Я вам, детушки, помога,

У Карпова денег много.

Рукоплескания подтверждали, что актер пел правду, но Карпов не кидал на сцену кошелька, а только утерся и покраснел. Москвичеву надобно было добиться своего, и он снова запел:

Я вам, детушки, помога,

У Манухина денег много.

Манухин был богатый купец, богачу это понравилось, и вслед за припевом на сцену к ногам актера летел кошелек, актер подымал его и трижды кланялся. Все смеялись находчивости артиста, и часто подобные сцены повторялись.

Про первый дебют этого Москвичева рассказывают «Харьковские ведомости» следующее. Москвичев, раз исполняя в Харькове роль трубочиста в пьесе «Князь-трубочист», выпал на сцену из камина, упал, приподнялся… и остолбенел! Не может выговорить ни слова и приготовился уже бежать со сцены.

Причиной испуга был губернатор Орловского наместничества, сидевший в театре в первом ряду кресел. Актер Москвичев был в орловской губернской роте сержантом и, тайно оставив знамена орловского губернского Марса, предложил услуги харьковской Талии; явясь на сцену и заметив губернатора, он постигнул все последствия побега и потерялся совсем.
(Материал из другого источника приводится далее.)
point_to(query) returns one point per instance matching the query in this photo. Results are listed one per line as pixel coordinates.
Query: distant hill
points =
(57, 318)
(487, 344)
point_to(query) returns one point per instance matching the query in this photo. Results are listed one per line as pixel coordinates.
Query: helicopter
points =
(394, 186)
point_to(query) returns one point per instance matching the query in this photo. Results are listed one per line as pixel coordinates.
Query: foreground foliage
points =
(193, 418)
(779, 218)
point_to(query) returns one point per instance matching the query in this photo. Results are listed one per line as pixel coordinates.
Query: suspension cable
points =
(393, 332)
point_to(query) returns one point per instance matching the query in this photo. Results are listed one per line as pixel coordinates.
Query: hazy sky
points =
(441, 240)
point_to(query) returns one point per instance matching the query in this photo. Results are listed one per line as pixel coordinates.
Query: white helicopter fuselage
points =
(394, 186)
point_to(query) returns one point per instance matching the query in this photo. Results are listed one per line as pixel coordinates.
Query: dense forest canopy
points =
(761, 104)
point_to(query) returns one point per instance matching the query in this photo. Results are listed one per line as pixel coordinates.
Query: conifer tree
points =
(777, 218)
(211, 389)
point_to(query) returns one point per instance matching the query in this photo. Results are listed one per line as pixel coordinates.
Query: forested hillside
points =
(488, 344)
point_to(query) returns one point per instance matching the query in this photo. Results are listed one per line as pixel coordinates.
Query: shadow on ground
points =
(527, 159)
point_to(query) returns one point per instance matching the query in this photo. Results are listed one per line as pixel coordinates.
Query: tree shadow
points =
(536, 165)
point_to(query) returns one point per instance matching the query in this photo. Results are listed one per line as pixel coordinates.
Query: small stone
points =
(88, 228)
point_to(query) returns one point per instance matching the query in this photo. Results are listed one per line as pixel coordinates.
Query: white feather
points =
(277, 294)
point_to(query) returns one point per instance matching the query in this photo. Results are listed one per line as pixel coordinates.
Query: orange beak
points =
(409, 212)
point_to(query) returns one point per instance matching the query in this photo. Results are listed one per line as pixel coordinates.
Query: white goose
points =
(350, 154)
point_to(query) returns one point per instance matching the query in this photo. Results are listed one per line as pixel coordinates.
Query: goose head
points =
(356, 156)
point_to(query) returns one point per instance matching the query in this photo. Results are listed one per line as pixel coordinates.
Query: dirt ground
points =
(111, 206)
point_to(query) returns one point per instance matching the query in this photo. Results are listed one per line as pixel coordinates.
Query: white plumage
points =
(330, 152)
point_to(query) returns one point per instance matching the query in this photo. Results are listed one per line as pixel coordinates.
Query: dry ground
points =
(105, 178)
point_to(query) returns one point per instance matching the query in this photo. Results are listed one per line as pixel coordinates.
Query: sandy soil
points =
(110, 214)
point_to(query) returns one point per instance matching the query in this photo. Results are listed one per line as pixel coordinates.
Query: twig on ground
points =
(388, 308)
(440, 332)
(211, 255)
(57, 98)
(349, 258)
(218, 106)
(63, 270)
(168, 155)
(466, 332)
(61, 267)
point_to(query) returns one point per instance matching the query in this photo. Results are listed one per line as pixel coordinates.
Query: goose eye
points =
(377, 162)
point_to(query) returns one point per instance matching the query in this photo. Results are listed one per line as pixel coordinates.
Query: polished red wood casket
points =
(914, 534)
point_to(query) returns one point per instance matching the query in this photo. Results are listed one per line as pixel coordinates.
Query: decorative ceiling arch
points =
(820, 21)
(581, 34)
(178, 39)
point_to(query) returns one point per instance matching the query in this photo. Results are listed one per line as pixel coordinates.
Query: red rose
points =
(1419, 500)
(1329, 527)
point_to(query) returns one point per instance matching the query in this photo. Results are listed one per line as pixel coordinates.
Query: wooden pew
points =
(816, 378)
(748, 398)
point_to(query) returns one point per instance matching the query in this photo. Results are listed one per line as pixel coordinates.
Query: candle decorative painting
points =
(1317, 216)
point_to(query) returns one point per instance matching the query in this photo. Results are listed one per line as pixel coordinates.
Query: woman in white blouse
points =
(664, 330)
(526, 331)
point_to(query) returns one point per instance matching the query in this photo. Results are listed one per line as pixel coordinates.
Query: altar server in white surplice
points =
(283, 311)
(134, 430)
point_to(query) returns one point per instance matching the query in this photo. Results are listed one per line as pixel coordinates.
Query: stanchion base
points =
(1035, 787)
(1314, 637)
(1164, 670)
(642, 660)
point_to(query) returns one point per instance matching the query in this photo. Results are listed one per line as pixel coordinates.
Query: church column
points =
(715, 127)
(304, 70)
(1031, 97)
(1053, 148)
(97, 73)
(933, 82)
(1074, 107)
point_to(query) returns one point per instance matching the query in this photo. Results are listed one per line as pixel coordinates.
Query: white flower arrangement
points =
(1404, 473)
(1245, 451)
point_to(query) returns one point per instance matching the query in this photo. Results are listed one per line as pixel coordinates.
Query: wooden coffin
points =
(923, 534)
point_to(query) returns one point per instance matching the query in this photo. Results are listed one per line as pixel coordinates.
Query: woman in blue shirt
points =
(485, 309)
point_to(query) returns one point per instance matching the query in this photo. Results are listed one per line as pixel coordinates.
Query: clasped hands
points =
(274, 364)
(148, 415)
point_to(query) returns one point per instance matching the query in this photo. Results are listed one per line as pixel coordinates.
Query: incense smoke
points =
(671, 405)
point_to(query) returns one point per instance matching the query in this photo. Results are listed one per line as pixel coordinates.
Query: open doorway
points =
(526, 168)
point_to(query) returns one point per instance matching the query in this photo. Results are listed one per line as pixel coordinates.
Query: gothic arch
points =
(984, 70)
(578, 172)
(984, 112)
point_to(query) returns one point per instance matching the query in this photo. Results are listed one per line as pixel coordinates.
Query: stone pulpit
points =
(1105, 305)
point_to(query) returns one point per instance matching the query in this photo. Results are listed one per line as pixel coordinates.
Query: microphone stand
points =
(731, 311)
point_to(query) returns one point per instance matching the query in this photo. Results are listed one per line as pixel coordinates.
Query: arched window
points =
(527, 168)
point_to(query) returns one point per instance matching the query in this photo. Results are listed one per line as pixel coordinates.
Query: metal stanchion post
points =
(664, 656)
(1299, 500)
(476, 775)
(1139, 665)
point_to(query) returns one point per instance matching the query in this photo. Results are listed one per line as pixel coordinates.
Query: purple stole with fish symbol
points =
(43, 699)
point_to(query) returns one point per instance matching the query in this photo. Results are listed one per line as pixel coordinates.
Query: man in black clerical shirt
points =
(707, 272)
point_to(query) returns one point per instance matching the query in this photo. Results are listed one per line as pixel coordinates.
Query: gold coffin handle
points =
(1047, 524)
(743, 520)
Но бывший начальник сжалился над ним и, чтобы не лишать публику удовольствия, закричал ему: «Не робей, Дмитрий, не робей! Продолжай, не бойся ничего». И Дмитрий оправился и благополучно кончил пьесу, ко всеобщему удовольствию. В тот же вечер оба губернатора кончили на бумагах, что сержант Москвичев переведен на службу из орловской роты в харьковскую.
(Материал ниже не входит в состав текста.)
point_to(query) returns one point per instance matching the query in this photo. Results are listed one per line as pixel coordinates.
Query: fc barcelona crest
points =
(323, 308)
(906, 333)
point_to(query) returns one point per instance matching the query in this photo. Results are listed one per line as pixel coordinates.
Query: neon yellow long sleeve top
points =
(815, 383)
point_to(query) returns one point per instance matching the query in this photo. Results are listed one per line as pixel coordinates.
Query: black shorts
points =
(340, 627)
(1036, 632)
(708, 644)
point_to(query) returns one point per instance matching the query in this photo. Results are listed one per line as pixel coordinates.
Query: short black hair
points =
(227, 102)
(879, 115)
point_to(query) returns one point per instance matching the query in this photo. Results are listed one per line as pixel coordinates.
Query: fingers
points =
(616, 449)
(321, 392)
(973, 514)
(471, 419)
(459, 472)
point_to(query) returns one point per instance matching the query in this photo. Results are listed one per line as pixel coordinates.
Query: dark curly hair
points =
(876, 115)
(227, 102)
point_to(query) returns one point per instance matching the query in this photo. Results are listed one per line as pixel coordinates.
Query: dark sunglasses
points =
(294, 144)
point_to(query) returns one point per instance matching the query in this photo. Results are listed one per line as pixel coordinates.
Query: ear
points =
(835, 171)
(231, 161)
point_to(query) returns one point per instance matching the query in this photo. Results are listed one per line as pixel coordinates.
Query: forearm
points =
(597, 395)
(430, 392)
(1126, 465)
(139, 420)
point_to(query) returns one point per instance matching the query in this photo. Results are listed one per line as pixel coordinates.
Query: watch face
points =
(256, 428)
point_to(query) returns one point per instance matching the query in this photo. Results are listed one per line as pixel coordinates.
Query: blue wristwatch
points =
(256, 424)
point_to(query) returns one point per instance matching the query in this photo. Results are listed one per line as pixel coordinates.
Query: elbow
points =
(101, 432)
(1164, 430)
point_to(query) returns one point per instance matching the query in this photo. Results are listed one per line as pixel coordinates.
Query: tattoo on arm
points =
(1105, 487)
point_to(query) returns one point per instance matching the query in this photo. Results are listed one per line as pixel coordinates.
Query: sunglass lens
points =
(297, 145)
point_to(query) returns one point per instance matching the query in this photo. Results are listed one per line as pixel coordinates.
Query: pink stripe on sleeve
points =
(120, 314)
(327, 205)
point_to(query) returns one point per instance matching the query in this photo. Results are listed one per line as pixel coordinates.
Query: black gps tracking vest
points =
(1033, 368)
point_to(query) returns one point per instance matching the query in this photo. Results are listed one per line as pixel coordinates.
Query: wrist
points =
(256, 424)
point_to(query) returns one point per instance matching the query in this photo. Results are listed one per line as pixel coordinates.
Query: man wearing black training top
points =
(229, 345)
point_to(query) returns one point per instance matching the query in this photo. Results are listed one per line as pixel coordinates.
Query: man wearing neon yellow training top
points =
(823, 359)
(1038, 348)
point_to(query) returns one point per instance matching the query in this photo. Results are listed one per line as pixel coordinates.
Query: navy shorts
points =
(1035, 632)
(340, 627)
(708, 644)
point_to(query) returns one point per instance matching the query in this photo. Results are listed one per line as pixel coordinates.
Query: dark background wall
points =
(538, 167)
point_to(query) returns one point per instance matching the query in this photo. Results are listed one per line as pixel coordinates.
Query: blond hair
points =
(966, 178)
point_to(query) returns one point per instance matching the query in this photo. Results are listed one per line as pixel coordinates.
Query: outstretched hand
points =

Обычай вызова автора в первый раз случился в 1784 году, во время представления «Рослава» Княжнина. В этот спектакль по окончании трагедии публика вошла в такой восторг, что единогласно потребовала выхода автора на сцену. Это требование поставило Княжнина в недоразумение, из которого выручил его актер Дмитревский, вышедший на сцену перед публикой со словами, что «для автора восхитительно лестное благоволение публики, но так как его в театре нет, то он, в качестве его почитателя и друга, осмеливается за него принести благодарность публике».

С этого времени, когда пьеса имела успех, принято было за обыкновение вызывать автора.
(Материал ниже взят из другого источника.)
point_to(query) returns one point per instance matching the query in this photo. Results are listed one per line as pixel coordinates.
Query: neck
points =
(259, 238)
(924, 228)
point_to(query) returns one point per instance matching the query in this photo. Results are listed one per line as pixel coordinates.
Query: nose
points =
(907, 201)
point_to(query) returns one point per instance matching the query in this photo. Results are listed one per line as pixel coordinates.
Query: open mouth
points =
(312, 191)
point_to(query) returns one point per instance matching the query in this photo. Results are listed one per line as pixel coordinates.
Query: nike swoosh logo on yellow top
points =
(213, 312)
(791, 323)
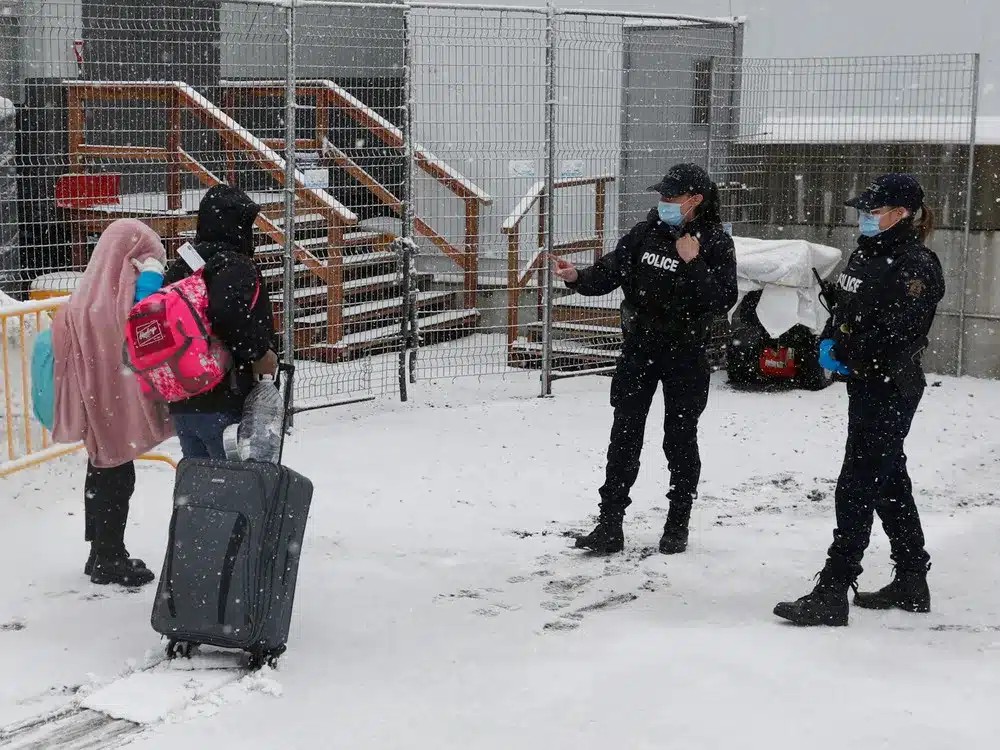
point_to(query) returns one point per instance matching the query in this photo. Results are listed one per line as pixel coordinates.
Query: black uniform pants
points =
(685, 378)
(874, 479)
(106, 498)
В старину также существовал обычай делать со сцены анонсы к публике о предстоящих спектаклях и бенефисах. Обыкновенно это делалось так. После первой сыгранной пьесы или перед последним действием выходил второстепенный актер, почтительно кланялся и называл день и театр, на котором будет играна такая-то пьеса. При представлении пьес многосложных (à grand spectacle), как, например, комедии «Мещанин во дворянстве», одной из первых пьес, игранной в петербургском театре еще в 1758 году, где требовалось много людей и принадлежностей на сцене, при объявлении назначалась за вход всегда двойная цена. Комедия «Мещанин во дворянстве» была торжеством актера Крутицкого.

В старое время актеры, помимо жалованья, получали деньги на квартиру и на гардероб, также им давали казенные дрова. Так, первая артистка драматической труппы получала 8 сажен дров ежегодно. Кроме этого, еще существовало правило отпускать актерам по две восковые свечи, отчего и произошло название argent feu.

Начало поспектакльной платы в нашей драматической труппе относится к 1810 году. В это время знаменитая актриса Семенова первая начала получать ее. В 1802 году был издан указ, чтобы бенефисы были впредь назначаемы одним отличным актерам, представляющим первые роли. До этого времени переводчики и авторы многих пьес получали бенефисы. Обыкновение же давать утренние спектакли на Масленице началось в 1827 году. Первый такой спектакль был дан на Сырной неделе в субботу. Шла вторая часть «Днепровской русалки».

В старину спектакли начинались обыкновенно в пять часов и кончались не позднее десятого часа. Император Павел, не любивший, чтобы спектакли были продолжительны, в 1800 году 25 апреля отдал приказ, чтобы представления, даваемые на публичном театре, не продолжались более как до 8 часов вечера, разумея начало их непременно в 5 часов пополудни.

Выдающиеся артисты имели доступ на вечера известных меценатов того времени: Л. А. Нарышкина, Н. Б. Юсупова, А. С. Строганова, А. Н. Оленина.